Interested in dramatic speech, Partch began to build his own instruments to reflect the musicality of speech and substantiate the intoning voice. His first instrument built in 1930 was the "Monophone", later known as the "adapted viola". Soon after, he was awarded a grant which allowed him to study the history of tuning systems in London and to try to gain permission to write an opera based on W.B. Yeats's translation of Sophocles' OEDIPUS THE KING. However, his grant money was depleted by the 1930s and he returned to the United States and to travel around on trains, as a hobo. He recorded his experiences in a journal named BITTER MUSIC (late 1930s) and subsequently composed BARSTOW (1941), a piece originally recorded for voice and guitar; the latter was transcribed several times throughout his life as his instrument collection grew. Additionally, he composed U.S. HIGHBALL (1943), a musical memoir reflecting his train riding memories.
After receiving a Guggenheim Foundation grant in 1943, he returned to completing OEDIPUS, recording from his own translation. In 1949, he published GENESIS OF A MUSIC, an account of his own music with discussions of music theory and instrument design, explaining his concept of the fusion of all art forms with the body as its central focus. He later wrote the 'dance satire' THE BEWITCHED, REVELATION IN THE COURTHOUSE PARK and DELUSION OF THE FURY, the latter recorded by Columbia Records in 1969. In the fall of the same year, Partch taught a course at UCSD.

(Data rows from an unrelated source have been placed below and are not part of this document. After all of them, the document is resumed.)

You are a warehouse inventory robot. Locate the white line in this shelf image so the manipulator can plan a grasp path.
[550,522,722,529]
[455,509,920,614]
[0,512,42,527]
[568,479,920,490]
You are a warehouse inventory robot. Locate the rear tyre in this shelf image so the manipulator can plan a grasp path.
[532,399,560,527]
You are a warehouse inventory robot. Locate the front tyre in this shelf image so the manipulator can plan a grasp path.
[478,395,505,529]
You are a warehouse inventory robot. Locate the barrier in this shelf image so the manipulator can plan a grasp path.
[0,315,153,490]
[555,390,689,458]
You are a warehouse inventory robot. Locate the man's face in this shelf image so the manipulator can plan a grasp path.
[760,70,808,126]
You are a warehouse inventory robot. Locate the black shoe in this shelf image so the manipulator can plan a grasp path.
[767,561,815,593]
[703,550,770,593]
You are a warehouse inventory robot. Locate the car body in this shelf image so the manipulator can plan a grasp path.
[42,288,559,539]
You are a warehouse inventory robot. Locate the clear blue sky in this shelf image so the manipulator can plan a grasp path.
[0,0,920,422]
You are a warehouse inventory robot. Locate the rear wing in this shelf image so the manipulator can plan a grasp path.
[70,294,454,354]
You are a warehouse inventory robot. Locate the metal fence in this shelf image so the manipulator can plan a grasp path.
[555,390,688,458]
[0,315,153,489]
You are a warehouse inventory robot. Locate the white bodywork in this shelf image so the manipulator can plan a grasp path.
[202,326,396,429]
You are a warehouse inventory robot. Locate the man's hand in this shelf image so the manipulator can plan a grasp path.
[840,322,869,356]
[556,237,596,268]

Harry Partch is known for his experimental and conceptual compositions involving the 43-tone scale and his customization and design of musical instruments using raw materials such as retuned reed organs, glass bowls, bamboo stalks, liquor bottles, and car light bulbs.

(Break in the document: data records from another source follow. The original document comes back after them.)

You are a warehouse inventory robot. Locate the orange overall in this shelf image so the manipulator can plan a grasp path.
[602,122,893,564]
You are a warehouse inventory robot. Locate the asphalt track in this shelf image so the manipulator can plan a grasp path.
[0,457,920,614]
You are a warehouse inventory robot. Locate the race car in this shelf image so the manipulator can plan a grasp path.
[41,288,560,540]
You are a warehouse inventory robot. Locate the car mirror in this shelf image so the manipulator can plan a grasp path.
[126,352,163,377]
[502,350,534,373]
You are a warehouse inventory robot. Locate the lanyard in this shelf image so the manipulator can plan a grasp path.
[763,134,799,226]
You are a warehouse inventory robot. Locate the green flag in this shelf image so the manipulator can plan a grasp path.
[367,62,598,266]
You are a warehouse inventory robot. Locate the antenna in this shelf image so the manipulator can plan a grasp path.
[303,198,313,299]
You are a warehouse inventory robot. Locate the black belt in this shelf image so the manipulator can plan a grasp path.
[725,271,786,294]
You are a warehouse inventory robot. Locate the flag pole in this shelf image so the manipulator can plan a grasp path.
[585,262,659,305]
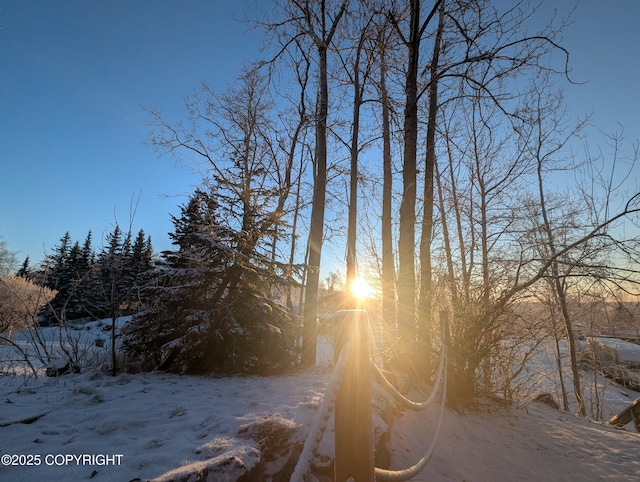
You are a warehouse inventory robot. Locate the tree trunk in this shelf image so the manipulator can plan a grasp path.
[380,37,397,349]
[398,0,420,358]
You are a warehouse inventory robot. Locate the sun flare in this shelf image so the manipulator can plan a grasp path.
[351,277,373,299]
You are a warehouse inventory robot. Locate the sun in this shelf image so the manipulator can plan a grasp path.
[351,276,373,299]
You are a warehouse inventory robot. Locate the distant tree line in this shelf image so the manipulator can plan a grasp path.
[16,225,153,325]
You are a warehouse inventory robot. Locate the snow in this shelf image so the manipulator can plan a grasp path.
[593,337,640,366]
[0,322,640,482]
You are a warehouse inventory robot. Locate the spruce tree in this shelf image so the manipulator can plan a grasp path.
[123,190,294,373]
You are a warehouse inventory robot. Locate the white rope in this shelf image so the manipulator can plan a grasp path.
[289,343,348,482]
[371,329,445,411]
[375,354,447,482]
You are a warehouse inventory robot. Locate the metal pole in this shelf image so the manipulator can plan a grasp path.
[334,310,375,482]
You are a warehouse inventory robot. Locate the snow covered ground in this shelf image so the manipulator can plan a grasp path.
[0,320,640,482]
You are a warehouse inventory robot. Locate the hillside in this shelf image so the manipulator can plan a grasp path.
[0,367,640,482]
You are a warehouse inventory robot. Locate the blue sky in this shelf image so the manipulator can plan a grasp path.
[0,0,640,268]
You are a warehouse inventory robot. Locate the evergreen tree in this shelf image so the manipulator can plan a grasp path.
[123,190,294,373]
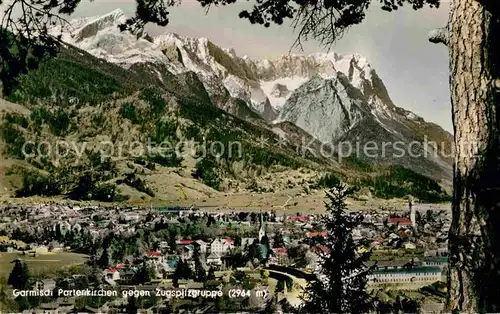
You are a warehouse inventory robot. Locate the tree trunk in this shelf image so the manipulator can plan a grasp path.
[447,0,500,313]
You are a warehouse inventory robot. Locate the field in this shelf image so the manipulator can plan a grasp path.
[0,252,86,278]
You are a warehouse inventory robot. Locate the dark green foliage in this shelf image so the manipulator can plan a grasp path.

He died on September 3, 1974 in San Diego. The majority of his instruments and papers are housed at the Alexander Kasser Theatre and Sprague Library of Montclair State University in New Jersey.
Harry Partch was born on Jun 24, 1901 in Oakland, California. Partch is renowned as one of the 20th century’s most innovative American classical composers. He was one of the first composers in that century to extensively work with microtonal scales, which he wrote exclusively for his custom-made instruments that he built himself.

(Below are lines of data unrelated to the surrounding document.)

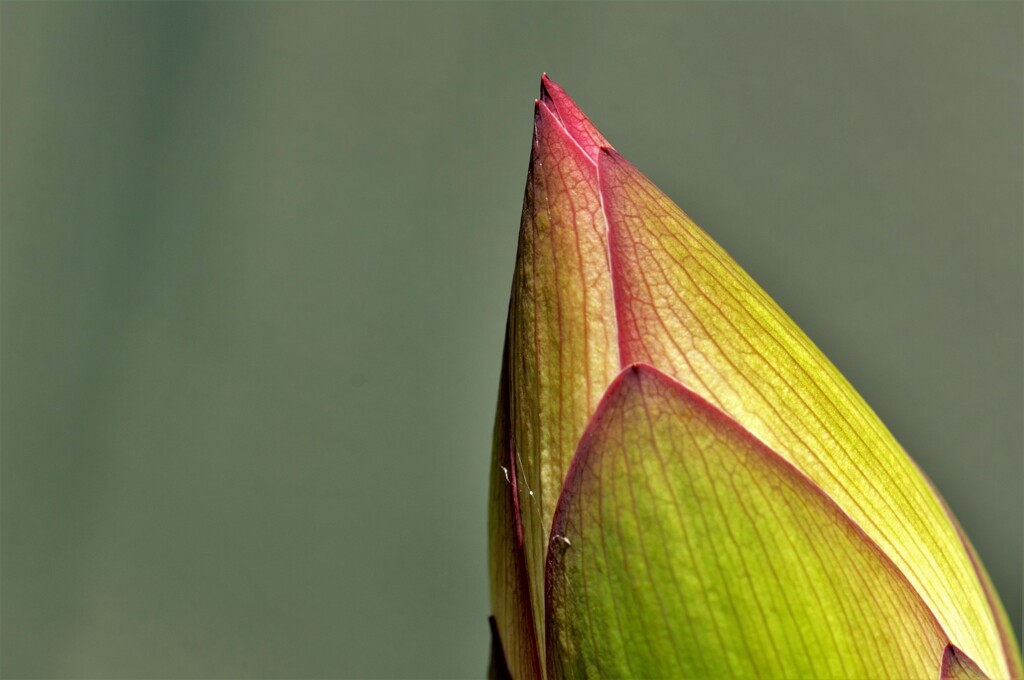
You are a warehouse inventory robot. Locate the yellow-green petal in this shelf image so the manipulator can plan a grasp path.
[599,150,1009,678]
[547,366,947,679]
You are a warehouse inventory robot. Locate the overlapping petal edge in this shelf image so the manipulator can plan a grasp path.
[490,77,1021,678]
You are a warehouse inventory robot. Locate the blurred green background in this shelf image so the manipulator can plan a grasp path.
[0,2,1024,678]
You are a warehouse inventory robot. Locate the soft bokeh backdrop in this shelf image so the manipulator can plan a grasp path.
[0,2,1024,678]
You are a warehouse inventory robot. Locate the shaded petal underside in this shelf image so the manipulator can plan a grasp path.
[547,366,946,678]
[492,100,618,677]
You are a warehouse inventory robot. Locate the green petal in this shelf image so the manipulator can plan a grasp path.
[547,366,947,678]
[599,150,1009,677]
[939,644,988,680]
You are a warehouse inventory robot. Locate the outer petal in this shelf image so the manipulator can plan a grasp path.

Both of Partch’s parents were Presbyterian missionaries that lived in China and fled that region of the world after the Boxer Rebellion. His family relocated to Oakland, California where Partch was born. Partch’s parents continued to live as missionaries, which resulted in the family relocating numerous times throughout Partch’s childhood, often in small remote towns located in Arizona, California, and New Mexico. In these small, isolated parts of the country Partch was exposed to various cultures and their music. Partch began to compose music at an early age using standard western tunings. However, he became frustrated by the limited structure of these tunings and began to develop his own methods of tuning which he performed on instruments that he created himself. Partch composed numerous operas, concertos, and various other musical projects using his tunings and instruments exclusively. In the late 1950’s Partch started his own record label, Gate 5 Records, to release recordings of his works and to generate income. Near the end of his life Columbia Records made recordings of his work which resulted in his music being exposed to a wider audience. Partch died on September 3, 1974 in San Diego, California.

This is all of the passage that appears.